– Ты не в себе! Тебе нужно успокоится, выпить чаю…
– С чего ты взяла, что я буду чай?
– Я заварю некрепкий.
– Сколько я должен заплатить? – Генри достал чековую книжку.
– Зачем платить? Не нужно платить! Ты дома, дома! Послушай же меня, послушай… У тебя все хорошо, тебя зовут…
«Ничего невозможно сделать» – подумалось больному.
– А мы с тобой вместе сейчас… – не унималась Кейт.
– Хороший столик, правда? – попытался переменить тему брат.
– Какой же столик? Какой? Мы ведь не в ресторане! Мы ведь с тобой.
И снова глухота. Голоса сливаются в один. Ужас. Но ведь у Кейт один голос! Значит, здесь не только она.
– Почему ты не поздоровалась с бабушкой?
– Какой бабушкой? Генри! Генри! Какой же бабушкой? Здесь нет никого, нет! Здесь два человека! Два! Я, Кейт Марианна Беккер! И ты! Генри Джозеф…
«Как же, два человека, конечно! Она – один, Кейт – два, Марианна – три, Беккер – четыре, я – пять, Генри – шесть, Джозеф – семь, Беккер… Беккер – восемь? Уже, кажется, был этот Беккер. Родственники? Братья? Может близнецы? Слишком много имен! Почему она так много разговаривает? Еще и врет мне…»
– Здесь есть близнецы, скажи-ка мне?
Кейт стала хныкать.
– Тебя лечить надо, – сказал Генри тихо. – Правда ведь? – шепнул он Марианне.
– Да-да, – подтвердила та, шатая брякающей головой из стороны в сторону.
– Почему ты два раза сказала «да»?
Марианна упала в стену.
– Ты Мария и Анна! – догадался мистер Беккер, – Правда?
– Да-да, – поочередно сказали головы Марианны, вылетая из стены.
– Вот! – указательный палец многозначительно поднят вверх.
– Вот твой чай, – нежно сказало распухшее лицо сестры. – Пей.
– Ты видела Марианну? – спросил Генри.
– Нет никакой Марианны! —прошептала Кейт. – Выпьешь чаю?
– Да, —сказал брат, собираясь сделать глоток, – Нет! – вскричал следом мистер Беккер, подскочив и перевернув кипяток.
– Что случилось? Что?

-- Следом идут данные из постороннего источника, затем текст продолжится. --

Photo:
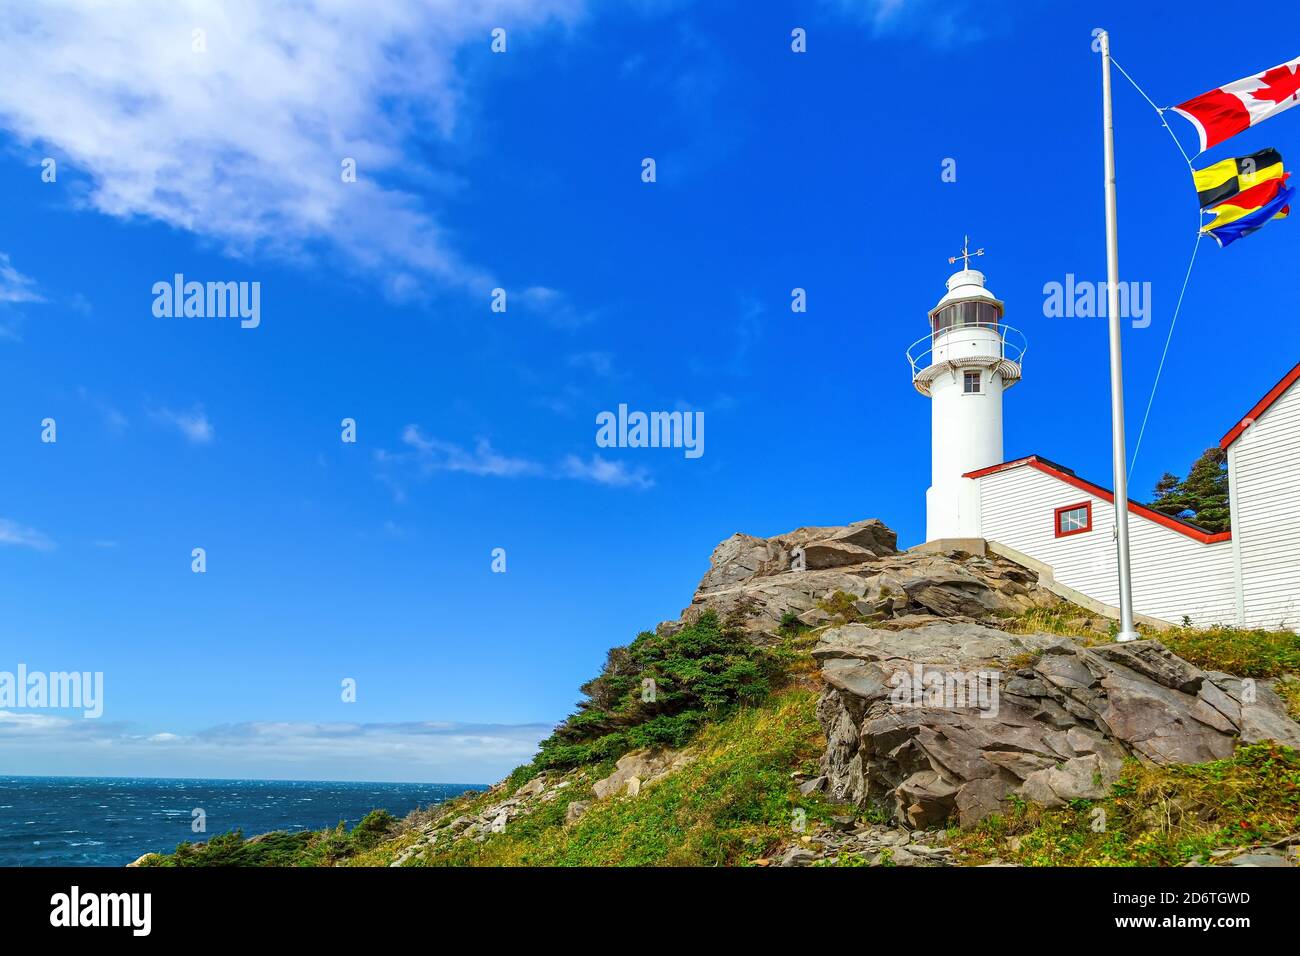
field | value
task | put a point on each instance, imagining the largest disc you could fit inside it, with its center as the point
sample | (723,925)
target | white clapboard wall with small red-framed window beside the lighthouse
(1175,576)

Что?
– Как можно?
– Сядь, сядь…
– Как можно здесь сидеть, когда…
– Давай ты поспишь…
– Где мой бумажник?
– Тихо, тихо…
– Где мой…
– Спи!
– Где…
Генри Джозеф Беккер уснул тяжелым сном.
На чистые белые простыни садились мелкие пылинки, видные в сумеречном свете окна. В окне проплывали две тончайшие оранжевые полоски облаков. Остановились. Движение на улице тоже застопорилось. Суматоха. Бег детей, шум торговли…И! Свисток чайника. Гудок поезда…
– Сестра! – закричал Генри. – Это поезд?
– Да! – подскочила та. – Это наш поезд! Наш!